Pour Continents sans visa, une équipe interroge son compagnon politique Ernest Ouandié, vice-président de l'UPC et sa veuve Marthe Ekemeyong Moumié arrivés à Genève: l'interview - où Ernest Ouandié met en cause la responsabilité du gouvernement français dans ce crime - ne sera pas diffusée dans ce cadre.

Félix Roland Moumié, médecin et homme politique, né le 1er novembre 1925, est l'une des figures de la lutte pour l'indépendance du Cameroun.

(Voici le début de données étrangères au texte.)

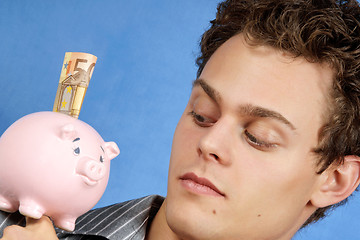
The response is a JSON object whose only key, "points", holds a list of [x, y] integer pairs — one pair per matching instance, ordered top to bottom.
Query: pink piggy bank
{"points": [[55, 165]]}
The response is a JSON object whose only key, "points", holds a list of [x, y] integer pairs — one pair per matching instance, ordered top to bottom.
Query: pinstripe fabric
{"points": [[123, 221]]}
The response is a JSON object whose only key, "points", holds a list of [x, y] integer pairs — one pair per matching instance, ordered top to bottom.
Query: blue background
{"points": [[146, 53]]}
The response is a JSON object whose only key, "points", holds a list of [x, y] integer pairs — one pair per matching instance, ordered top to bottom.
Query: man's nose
{"points": [[216, 143]]}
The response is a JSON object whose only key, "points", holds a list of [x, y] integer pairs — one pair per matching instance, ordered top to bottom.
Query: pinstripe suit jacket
{"points": [[125, 221]]}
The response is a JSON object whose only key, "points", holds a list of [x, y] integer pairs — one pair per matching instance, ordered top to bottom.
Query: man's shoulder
{"points": [[116, 221]]}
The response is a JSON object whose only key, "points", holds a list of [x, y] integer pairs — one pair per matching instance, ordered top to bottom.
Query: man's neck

Sa rencontre en 1948 avec Ruben Um Nyobe le fondateur de l'Union des populations du Cameroun (UPC) le lance sur la voie politique où il se mettra au service du mouvement de libération nationale. Militant très engagé et actif, Moumié subit une surveillance sans relâche de la part de l'administration française. Il accomplit de nombreux voyages dans différents pays pour obtenir des fonds et des soutiens en faveur de la lutte anticolonialiste de l'UPC.

En 1959, il mènera une délégation de l'UPC à l'ONU pour réclamer des élections avant la proclamation de l'indépendance.

Félix Moumié est empoisonné et décède le 3 novembre 1960 à Genève.